I closed out the school year, cleaned out my classroom, inventoried department materials, attended meetings, and started my summer projects — reading, gardening, lesson planning for the next year, etc.  My pace was slower, but definitely still purposeful.

I’d been doing Zumba a couple of nights a week and running three to five miles, three to five days each week.  I was in decent shape for a fortysomething and anticipated running 5Ks for the foreseeable future.  I used to joke that I would keep running until I won my age group — even if that meant into my eighties.

Somewhere in the middle of all that summer activity, my elbows started to ache — both of them. I already routinely saw a sports medicine doc because of pain I’d had in my hip since my twenties.  He said I probably had tennis elbow. Tennis elbow?  I don’t play tennis, but ok.  Maybe it’s from all the time I spend playing games on my iPad.  No big deal. I kept stepping.

Later that fall I went to see my general practitioner.  I was tired.  So tired.  Maybe I had mono? Or was anemic? I was just dragging!  She ran blood work and reported that I was just perfect — nothing wrong with me at all.
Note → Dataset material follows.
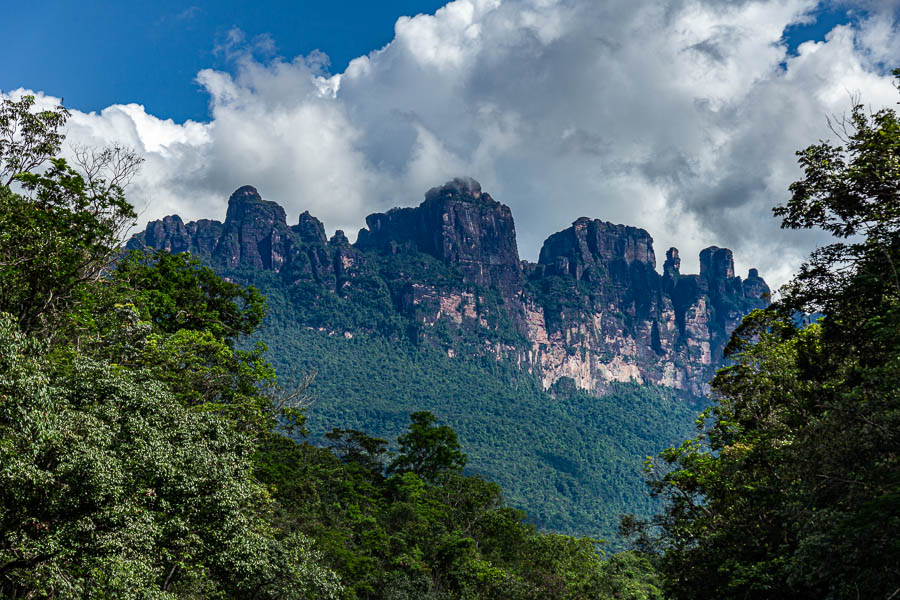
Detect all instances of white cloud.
[3,0,900,290]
So, why was I still dragging?  And, you know, it wasn’t just my elbows, my hips were really bothering me. And my back. And, now that you mention it, my eyes.
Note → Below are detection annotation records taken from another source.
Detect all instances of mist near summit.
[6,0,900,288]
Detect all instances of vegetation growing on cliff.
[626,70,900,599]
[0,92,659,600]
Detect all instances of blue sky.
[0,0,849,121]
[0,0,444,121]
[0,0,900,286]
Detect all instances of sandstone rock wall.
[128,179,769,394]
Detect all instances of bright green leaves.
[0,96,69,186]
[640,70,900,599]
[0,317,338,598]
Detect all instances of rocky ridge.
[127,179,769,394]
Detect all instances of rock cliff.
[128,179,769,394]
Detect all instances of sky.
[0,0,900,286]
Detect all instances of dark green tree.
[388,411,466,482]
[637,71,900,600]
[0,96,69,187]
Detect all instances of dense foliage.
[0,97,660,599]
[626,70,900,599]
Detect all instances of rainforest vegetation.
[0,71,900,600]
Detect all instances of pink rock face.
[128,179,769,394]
The doctor said I was tired, maybe depressed. And that, my friends, will cost you $35.

That whole fall I felt pretty crappy, so finally, on a hunch, I called the rheumatologist that had treated my daughter for a bizarre, but related, health issue the year before. I described to him my symptoms and he shared my concern.  To make this story a little bit shorter, let me just say that six weeks later I was in his partner’s office.

I’ve written about this a lot in this blog, I know.  If you’ve been following, you know that I’ve had a variety of diagnoses, none of which I am fully comfortable with.  What I tell most people who ask is that I have ‘autoimmune disease’.  I think my doctors say I have psoriasis, fibromyalgia, arthritis, and who knows what else. Whatever. The story is that I get tired — really tired.  I ache most of the time. My eyes and skin periodically ‘flare’ up and make life a little more irritating than usual.

And that, my friends is how I got to this stage in my life of conducting an experiment.  After ten years of working at full throttle, I stopped everything.  I took several months off from everything and have been slowly adding things back in.  My family and I are like a bunch of scientists observing ‘the subject’ — me — and noting changes.  “You seem more tired today; do you think it’s because you took those three extra students last week?”  “I’m having a flare; I think I will need to spend the afternoon in bed.” “You’re walking like you are in pain; have you been exercising?”

This week I am pushing the limits a bit.  I am clocking twenty-four hours at the agency and an additional ten hours of tutoring.  As I add each appointment I brace myself a bit.  Thirty-four hours of direct instruction followed by a whirlwind Friday night trip could put me in bed for all of Sunday, but it might not.  I might be ok. I might actually enjoy it! I’ve gotta take the risk.  I have to know what my new normal is.

For the next two months I will clock over forty hours each week. Each hour will be spent working one-on-one with a student. By the end of those two months I might be exhausted, and I may have a better handle on what kind of pace will work best for me and my family.  I hope so, but for now I gotta get back to my test.

Whatever you do, work heartily, as for the Lord, and not men.